Te proponemos que pares tu mirada en algunas de las realidades más dolorosas que sufren algunos países asiáticos. Pidiendo a Dios que nuestro corazón no se endurezca hasta el extremo de cosificar a otros seres humanos. De hacer de ellos algo tan ajeno a nuestra vida que no nos importe su destino, sus condiciones de vida o su forma de pensar o de creer. Que a pesar de la lejanía, nuestro corazón se siga conmoviendo cada vez que un ser humano deja de ser tratado como tal y no seamos meros espectadores de la realidad.

“A un anciano no lo trates con dureza, antes exhórtalo como a un padre; a los jóvenes como a hermanos, a las ancianas como a madres, a las jóvenes como a hermanas, con toda delicadeza” (1 Tim 5, 1-2)

Dar paso a la "espiritualidad del disfrute"

No son pocas las veces que en el evangelio, podemos descubrir a Jesús disfrutando. No es que se nos diga muy claramente en los textos, pero, de alguna forma, se puede llegar a percibir que era así, que Jesús disfrutaba, que pasaba buenos ratos.

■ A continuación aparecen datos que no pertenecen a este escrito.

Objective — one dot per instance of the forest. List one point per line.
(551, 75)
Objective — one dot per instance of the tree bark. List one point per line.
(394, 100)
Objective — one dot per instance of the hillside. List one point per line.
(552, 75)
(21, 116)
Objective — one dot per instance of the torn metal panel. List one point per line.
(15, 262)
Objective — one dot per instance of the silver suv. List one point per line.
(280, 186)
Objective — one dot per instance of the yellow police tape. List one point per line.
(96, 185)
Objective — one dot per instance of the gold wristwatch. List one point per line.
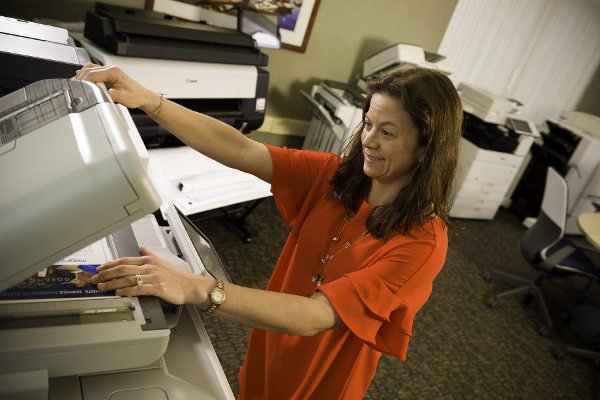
(217, 297)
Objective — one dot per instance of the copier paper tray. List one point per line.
(142, 33)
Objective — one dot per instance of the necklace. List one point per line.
(320, 276)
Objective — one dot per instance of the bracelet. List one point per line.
(160, 106)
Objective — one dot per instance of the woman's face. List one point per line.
(389, 141)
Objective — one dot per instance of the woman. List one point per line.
(369, 236)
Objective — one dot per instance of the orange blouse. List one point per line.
(376, 287)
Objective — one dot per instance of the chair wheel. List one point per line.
(558, 354)
(543, 331)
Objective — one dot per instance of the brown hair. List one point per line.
(435, 108)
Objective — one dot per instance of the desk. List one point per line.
(589, 223)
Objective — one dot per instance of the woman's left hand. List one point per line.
(160, 278)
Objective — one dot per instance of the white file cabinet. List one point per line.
(483, 179)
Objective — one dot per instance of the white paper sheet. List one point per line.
(211, 185)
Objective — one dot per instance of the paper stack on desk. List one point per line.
(195, 183)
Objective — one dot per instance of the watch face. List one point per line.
(218, 296)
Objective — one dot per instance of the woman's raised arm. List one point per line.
(206, 135)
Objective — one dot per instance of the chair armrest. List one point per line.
(581, 243)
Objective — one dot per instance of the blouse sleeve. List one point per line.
(294, 174)
(378, 303)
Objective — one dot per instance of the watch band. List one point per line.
(217, 296)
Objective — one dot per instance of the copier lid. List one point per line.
(30, 52)
(34, 30)
(71, 174)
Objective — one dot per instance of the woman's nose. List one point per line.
(368, 138)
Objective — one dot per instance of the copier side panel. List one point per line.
(69, 192)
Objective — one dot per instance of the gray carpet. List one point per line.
(460, 349)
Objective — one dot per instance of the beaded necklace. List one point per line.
(320, 276)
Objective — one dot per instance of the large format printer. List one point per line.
(212, 70)
(73, 176)
(337, 111)
(337, 107)
(571, 145)
(494, 146)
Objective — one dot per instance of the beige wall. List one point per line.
(344, 34)
(590, 101)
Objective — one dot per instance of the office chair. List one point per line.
(547, 251)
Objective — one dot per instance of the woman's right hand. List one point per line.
(121, 87)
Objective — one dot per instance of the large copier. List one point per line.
(571, 145)
(209, 69)
(30, 52)
(337, 107)
(494, 146)
(74, 176)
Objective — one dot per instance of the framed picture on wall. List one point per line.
(296, 17)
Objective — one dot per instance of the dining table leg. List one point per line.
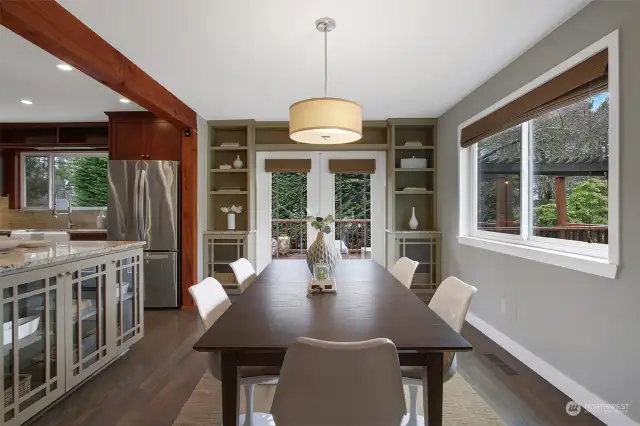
(230, 389)
(435, 384)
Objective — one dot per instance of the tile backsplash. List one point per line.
(19, 219)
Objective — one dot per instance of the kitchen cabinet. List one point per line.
(141, 135)
(33, 343)
(63, 323)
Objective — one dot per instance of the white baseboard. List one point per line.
(569, 387)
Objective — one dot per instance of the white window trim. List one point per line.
(597, 259)
(51, 155)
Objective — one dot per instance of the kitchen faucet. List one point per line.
(70, 224)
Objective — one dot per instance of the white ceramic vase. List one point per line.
(413, 222)
(231, 221)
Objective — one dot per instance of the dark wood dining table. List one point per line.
(274, 311)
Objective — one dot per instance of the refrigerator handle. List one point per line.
(141, 214)
(136, 200)
(147, 207)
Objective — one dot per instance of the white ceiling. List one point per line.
(28, 72)
(253, 58)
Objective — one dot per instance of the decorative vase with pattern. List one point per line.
(320, 251)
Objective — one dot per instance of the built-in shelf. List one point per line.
(402, 147)
(229, 148)
(228, 170)
(424, 191)
(228, 192)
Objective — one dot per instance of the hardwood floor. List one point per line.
(149, 384)
(515, 392)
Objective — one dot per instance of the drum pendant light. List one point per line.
(325, 121)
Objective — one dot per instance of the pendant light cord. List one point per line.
(325, 62)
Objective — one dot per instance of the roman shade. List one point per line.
(273, 165)
(583, 80)
(352, 166)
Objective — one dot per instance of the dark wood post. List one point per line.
(501, 199)
(561, 203)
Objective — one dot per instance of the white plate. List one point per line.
(8, 244)
(35, 243)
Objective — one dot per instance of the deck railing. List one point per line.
(573, 231)
(289, 236)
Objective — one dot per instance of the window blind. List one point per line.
(583, 80)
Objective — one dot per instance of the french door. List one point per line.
(356, 200)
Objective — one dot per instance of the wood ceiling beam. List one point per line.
(50, 26)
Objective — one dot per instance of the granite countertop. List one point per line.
(68, 231)
(22, 259)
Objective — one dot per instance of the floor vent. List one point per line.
(495, 360)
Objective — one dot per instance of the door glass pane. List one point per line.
(288, 212)
(118, 302)
(498, 197)
(31, 345)
(53, 368)
(128, 283)
(89, 313)
(353, 215)
(36, 180)
(570, 171)
(7, 318)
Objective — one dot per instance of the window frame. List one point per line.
(51, 172)
(598, 259)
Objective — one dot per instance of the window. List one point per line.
(540, 180)
(83, 176)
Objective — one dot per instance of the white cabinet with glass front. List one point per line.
(67, 311)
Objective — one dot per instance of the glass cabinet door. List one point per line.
(32, 316)
(128, 300)
(424, 249)
(87, 329)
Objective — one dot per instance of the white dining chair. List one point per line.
(244, 272)
(451, 303)
(212, 301)
(403, 270)
(339, 384)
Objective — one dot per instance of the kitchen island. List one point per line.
(68, 310)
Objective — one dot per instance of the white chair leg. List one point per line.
(248, 394)
(412, 418)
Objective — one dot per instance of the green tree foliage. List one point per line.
(37, 181)
(587, 203)
(577, 131)
(89, 179)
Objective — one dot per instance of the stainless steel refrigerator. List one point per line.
(143, 206)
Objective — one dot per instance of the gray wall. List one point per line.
(203, 192)
(583, 325)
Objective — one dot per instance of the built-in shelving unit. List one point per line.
(229, 187)
(236, 186)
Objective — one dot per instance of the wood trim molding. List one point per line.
(50, 26)
(189, 215)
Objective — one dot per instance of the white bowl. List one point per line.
(35, 243)
(10, 243)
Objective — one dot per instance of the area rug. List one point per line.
(462, 405)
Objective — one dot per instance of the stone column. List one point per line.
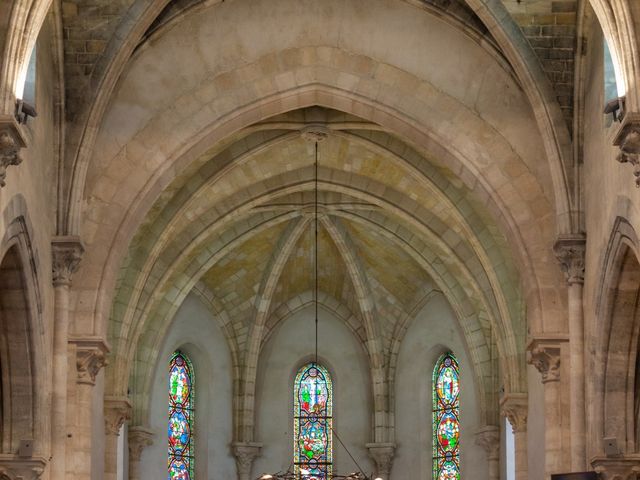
(570, 251)
(544, 354)
(139, 439)
(66, 254)
(489, 438)
(91, 356)
(11, 142)
(382, 454)
(515, 407)
(245, 453)
(618, 468)
(117, 410)
(14, 467)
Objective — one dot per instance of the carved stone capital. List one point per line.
(488, 438)
(11, 142)
(13, 467)
(245, 453)
(382, 454)
(515, 406)
(544, 354)
(628, 140)
(570, 251)
(618, 468)
(117, 410)
(139, 439)
(91, 356)
(66, 255)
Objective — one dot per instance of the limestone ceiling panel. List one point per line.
(240, 224)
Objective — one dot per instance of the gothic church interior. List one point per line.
(295, 239)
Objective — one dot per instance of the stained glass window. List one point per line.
(446, 421)
(313, 405)
(180, 432)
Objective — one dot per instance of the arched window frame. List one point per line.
(446, 418)
(304, 418)
(181, 444)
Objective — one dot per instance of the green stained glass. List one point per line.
(180, 431)
(446, 421)
(313, 405)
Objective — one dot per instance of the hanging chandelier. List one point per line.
(316, 134)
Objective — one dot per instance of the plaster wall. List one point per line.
(194, 331)
(291, 346)
(434, 331)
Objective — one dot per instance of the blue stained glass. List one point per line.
(313, 405)
(446, 419)
(180, 427)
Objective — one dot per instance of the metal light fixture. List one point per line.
(317, 133)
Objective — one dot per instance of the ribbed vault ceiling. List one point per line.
(238, 226)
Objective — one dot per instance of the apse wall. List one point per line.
(433, 331)
(290, 346)
(195, 332)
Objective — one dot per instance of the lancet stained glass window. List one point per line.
(180, 432)
(446, 419)
(313, 406)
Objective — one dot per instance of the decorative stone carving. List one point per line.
(91, 356)
(13, 467)
(66, 254)
(619, 468)
(315, 133)
(488, 438)
(245, 454)
(11, 142)
(544, 354)
(515, 407)
(382, 454)
(628, 139)
(570, 251)
(139, 439)
(117, 410)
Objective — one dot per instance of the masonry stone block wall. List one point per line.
(470, 194)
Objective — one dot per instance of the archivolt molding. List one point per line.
(611, 390)
(29, 371)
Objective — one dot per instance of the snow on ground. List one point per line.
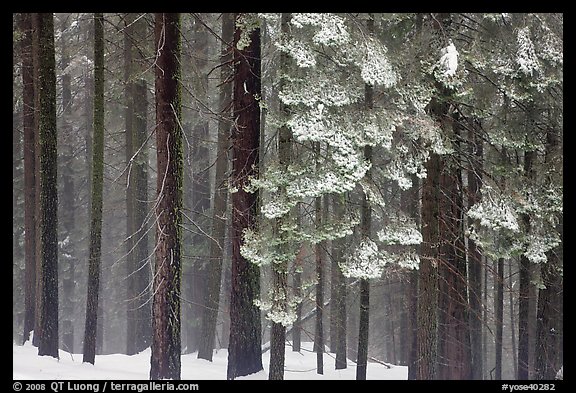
(299, 365)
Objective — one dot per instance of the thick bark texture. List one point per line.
(90, 331)
(212, 297)
(341, 290)
(525, 284)
(427, 318)
(48, 317)
(244, 347)
(549, 357)
(25, 24)
(476, 151)
(68, 237)
(165, 359)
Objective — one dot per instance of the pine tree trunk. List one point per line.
(48, 343)
(524, 295)
(244, 349)
(212, 297)
(410, 206)
(37, 208)
(198, 204)
(476, 151)
(365, 229)
(319, 328)
(297, 284)
(454, 334)
(426, 318)
(90, 331)
(340, 298)
(30, 172)
(549, 319)
(132, 304)
(499, 317)
(68, 208)
(165, 359)
(142, 274)
(280, 268)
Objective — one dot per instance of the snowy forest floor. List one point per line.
(299, 365)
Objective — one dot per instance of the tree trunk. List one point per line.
(297, 284)
(142, 276)
(499, 317)
(549, 319)
(365, 230)
(132, 295)
(410, 206)
(524, 295)
(244, 349)
(37, 207)
(138, 321)
(319, 255)
(476, 152)
(44, 28)
(454, 336)
(90, 331)
(30, 171)
(198, 203)
(427, 319)
(340, 299)
(67, 205)
(165, 359)
(212, 296)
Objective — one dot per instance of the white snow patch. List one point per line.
(449, 60)
(28, 365)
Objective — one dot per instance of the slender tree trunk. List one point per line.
(44, 28)
(454, 323)
(365, 229)
(410, 205)
(142, 276)
(340, 299)
(297, 284)
(37, 207)
(138, 322)
(499, 317)
(549, 319)
(280, 268)
(476, 151)
(30, 171)
(165, 359)
(524, 295)
(319, 255)
(90, 331)
(427, 319)
(212, 297)
(513, 323)
(132, 304)
(199, 204)
(68, 208)
(244, 349)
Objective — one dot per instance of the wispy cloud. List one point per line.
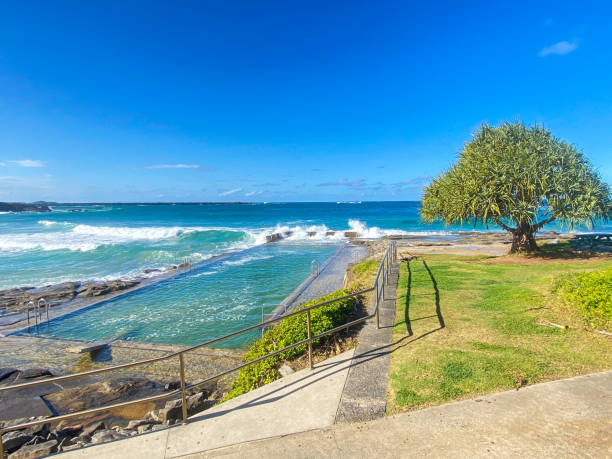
(345, 182)
(417, 181)
(174, 166)
(228, 192)
(24, 163)
(561, 48)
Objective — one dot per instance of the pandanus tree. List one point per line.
(519, 178)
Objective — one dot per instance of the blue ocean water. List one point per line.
(121, 241)
(107, 242)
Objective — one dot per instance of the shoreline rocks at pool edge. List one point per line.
(75, 433)
(16, 299)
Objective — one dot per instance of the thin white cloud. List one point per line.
(228, 192)
(345, 182)
(561, 48)
(24, 163)
(174, 166)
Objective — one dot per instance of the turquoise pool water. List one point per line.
(211, 301)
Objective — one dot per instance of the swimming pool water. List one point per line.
(211, 301)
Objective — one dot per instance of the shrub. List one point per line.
(289, 331)
(591, 293)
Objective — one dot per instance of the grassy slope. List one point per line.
(484, 336)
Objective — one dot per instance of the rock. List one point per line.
(93, 428)
(23, 207)
(32, 373)
(6, 372)
(196, 403)
(14, 440)
(172, 386)
(93, 289)
(34, 451)
(51, 293)
(139, 422)
(67, 432)
(144, 428)
(153, 416)
(102, 436)
(285, 370)
(172, 412)
(101, 393)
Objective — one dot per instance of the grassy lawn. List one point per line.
(469, 325)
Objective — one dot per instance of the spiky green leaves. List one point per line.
(518, 176)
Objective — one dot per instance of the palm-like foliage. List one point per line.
(519, 178)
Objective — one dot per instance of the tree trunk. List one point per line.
(523, 239)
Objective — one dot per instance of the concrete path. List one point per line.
(566, 418)
(330, 278)
(303, 401)
(365, 394)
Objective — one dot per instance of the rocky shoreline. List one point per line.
(20, 299)
(106, 426)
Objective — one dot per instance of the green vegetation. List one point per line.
(287, 332)
(293, 330)
(473, 325)
(590, 294)
(519, 178)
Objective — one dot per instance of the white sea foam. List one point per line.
(245, 260)
(84, 238)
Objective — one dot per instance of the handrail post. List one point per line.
(309, 338)
(183, 391)
(376, 292)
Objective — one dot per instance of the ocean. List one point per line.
(122, 241)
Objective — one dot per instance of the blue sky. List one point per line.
(284, 101)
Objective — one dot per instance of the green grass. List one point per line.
(590, 294)
(481, 331)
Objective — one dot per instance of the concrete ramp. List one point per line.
(302, 401)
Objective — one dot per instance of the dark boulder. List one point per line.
(32, 373)
(14, 440)
(34, 451)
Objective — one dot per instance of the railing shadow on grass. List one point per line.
(407, 302)
(437, 293)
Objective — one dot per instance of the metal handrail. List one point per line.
(386, 262)
(315, 264)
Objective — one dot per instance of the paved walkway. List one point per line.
(330, 278)
(303, 401)
(365, 394)
(566, 418)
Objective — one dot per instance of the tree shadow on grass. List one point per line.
(572, 250)
(407, 304)
(436, 292)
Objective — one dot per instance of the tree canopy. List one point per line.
(520, 178)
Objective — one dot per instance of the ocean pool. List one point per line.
(213, 300)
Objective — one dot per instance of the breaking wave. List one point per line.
(84, 238)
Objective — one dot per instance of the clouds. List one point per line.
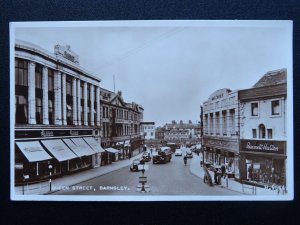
(170, 70)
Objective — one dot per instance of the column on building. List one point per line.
(45, 96)
(85, 116)
(57, 98)
(74, 93)
(78, 103)
(64, 100)
(92, 105)
(31, 94)
(98, 105)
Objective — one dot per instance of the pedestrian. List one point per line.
(185, 160)
(223, 170)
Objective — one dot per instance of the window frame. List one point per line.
(251, 109)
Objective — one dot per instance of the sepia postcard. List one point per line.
(170, 110)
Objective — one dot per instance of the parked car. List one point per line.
(135, 164)
(146, 156)
(189, 153)
(178, 152)
(163, 155)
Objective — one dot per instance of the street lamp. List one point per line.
(50, 168)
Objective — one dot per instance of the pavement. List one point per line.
(194, 164)
(230, 183)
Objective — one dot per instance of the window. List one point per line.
(39, 117)
(254, 109)
(21, 72)
(262, 131)
(51, 112)
(275, 107)
(38, 77)
(69, 87)
(21, 110)
(254, 133)
(270, 134)
(50, 80)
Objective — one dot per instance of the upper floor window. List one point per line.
(254, 109)
(262, 131)
(275, 107)
(270, 134)
(50, 80)
(69, 86)
(254, 133)
(21, 72)
(38, 76)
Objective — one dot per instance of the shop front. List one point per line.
(220, 152)
(41, 152)
(263, 161)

Suele tratarse de encuentros con personas, con sus amigos o con quien se acerca a Él y con los que acaba compartiendo mesa.

Contemplar esas dimensiones más puramente humanas de la vida de Jesús, como puede ser esta del disfrute, también puede iluminar nuestro día a día: hay un estilo en su forma de disfrutar donde prima el encuentro auténtico con cada persona, la sencillez, el sentido de celebración y de acción de gracias, que puede ser para nosotros una buena pista.

Y dar paso así a una espiritualidad del disfrute sencillo, del gozo por lo pequeño, en torno a nuestras cenas o a nuestro ocio, al modo que Jesús lo hacía, donde lo importante sean los corazones de esas personas con las que compartimos mesa. Disfrutando.

(Posted by CL & MM)

Oración: Las lágrimas de Africa

Continuamos nuestro recorrido por el mundo por el continente africano. El que muchos llaman continente olvidado y que la mayoría de las veces se da a conocer a través de noticias de guerras, hambrunas, pueblos  desplazados y refugiados, emigración hacia Europa...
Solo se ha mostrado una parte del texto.